Roommates

Fri, 2013-01-04 02:23 am | By Marcus Zeitz '12

 

It was late July, and I sat at my computer, feverishly checking the Grinnell PioneerWeb networking site for my first-year housing information. It was probably the third or fourth time that night I had checked, and yet I still had hope that another click on the refresh button would yield the answer to my question. Certainly knowing which dorm I got into was one thing — I could have seen myself in any of the rooms at Grinnell, from the cozy residence halls of South Campus to the high-ceilinged modernity of East Campus — but it was not the room I was concerned with, but rather the roommate.

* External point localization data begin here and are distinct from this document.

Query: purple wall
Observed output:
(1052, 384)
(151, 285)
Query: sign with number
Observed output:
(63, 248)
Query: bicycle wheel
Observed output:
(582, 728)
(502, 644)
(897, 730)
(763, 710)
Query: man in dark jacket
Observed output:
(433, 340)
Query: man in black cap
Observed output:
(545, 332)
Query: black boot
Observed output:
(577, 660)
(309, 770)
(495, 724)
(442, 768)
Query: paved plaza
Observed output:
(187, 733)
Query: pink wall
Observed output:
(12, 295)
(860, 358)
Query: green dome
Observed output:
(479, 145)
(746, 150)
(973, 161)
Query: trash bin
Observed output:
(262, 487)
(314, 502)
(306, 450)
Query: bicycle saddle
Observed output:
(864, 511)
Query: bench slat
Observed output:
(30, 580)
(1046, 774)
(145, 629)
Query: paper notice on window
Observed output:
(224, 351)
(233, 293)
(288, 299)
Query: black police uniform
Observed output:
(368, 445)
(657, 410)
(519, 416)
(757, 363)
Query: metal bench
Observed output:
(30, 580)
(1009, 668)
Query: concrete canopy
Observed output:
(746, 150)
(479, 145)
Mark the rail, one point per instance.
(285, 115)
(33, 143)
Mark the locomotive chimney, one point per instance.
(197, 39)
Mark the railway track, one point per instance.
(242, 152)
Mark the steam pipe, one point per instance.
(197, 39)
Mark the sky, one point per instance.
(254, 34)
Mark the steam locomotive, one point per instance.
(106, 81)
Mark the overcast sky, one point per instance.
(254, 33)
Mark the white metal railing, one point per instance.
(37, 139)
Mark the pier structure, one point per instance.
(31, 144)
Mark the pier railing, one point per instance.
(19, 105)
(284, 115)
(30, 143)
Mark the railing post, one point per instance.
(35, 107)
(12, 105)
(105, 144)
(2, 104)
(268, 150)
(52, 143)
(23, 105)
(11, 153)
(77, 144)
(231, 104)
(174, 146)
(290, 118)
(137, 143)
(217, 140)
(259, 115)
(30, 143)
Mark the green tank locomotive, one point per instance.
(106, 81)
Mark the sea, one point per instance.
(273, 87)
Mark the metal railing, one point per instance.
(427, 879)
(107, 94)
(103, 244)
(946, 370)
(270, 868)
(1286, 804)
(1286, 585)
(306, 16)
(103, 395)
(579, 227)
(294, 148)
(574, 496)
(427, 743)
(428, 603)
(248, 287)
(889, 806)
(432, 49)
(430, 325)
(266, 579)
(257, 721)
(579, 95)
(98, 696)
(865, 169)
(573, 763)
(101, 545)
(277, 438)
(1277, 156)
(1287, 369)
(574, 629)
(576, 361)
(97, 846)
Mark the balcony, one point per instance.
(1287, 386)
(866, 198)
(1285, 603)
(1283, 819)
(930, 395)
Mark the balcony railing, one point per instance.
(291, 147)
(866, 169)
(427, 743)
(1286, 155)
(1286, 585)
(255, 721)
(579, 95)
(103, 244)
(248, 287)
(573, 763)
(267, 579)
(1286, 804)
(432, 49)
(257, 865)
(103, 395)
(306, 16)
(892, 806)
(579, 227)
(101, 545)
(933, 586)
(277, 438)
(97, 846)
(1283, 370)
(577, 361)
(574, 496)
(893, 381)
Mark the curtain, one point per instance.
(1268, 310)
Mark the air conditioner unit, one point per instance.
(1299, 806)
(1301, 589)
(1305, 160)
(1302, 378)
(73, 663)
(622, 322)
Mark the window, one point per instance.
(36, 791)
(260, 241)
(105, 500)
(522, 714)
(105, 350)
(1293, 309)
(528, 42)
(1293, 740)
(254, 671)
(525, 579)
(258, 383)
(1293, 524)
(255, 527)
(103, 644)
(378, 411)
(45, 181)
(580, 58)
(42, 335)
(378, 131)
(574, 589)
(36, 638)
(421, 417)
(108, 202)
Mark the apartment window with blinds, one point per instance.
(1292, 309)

Who would he be? I had always envisioned my roommate in the vein ofThe Catcher in the Rye: an outgoing, big-shot roommate to contrast with my own reserved self. I pored over the roommate questionnaire I had hastily answered earlier that summer. What had I checked again?

Then I saw it. An e-mail in my new Grinnell mailbox from my prospective roommate. My existing conceptions of him were shattered. I knew nothing. His name was Chinese, this much I knew. Later I would enlist the help of my Chinese-speaking friends to ensure that I would not make the fatal error of mispronouncing my future roommate’s name.

I eagerly read through the e-mail, starting with his humorous assumption that I was “from Deutschland,” to his introduction of himself, his city, and his hobbies. He told me we would share “tears and happiness” together at Grinnell. As excited as I was to meet him, I was worried my ignorance of his culture would make it difficult for us to connect as friends.

One month later, after occasional but regular e-mail communication, I was ready to meet my roommate, Wenyang Qian ’12. I arrived at Grinnell and unpacked my stuff in the already half-filled room. I found a note explaining Wenyang’s momentary absence and his excitement to finally meet me.

The door burst open, and in bounded the raw energy that I came to know as Wenyang. While I was exhausted by my day of traveling, he had spent the last few days getting to know Grinnell during International Student Orientation. He was all ready to show me around and introduce me to people. We went to dinner together, talked about how we had chosen Grinnell, and the strange hands of fate and coincidence that had brought him, from Nanjing, China, and me, from Redmond, Wash. (not Germany), to the same dorm room at a small college in the middle of Iowa.

We both marveled at the stars in the night sky and the openness of the Midwest, and shared our photos and stories from our lives at home. As it turned out, we were not so strange to each other as we had each imagined. We both possessed the intellectual curiosity and courage that had brought us to Grinnell. We both had experience with long-distance relationships and similar views of romance. We even found out that we enjoyed some of the same movies, including the French film Amélie.

As the academic year commenced, we still found time to enjoy our talks together, even when we busied ourselves with activities outside the room. We shared our tears and happiness.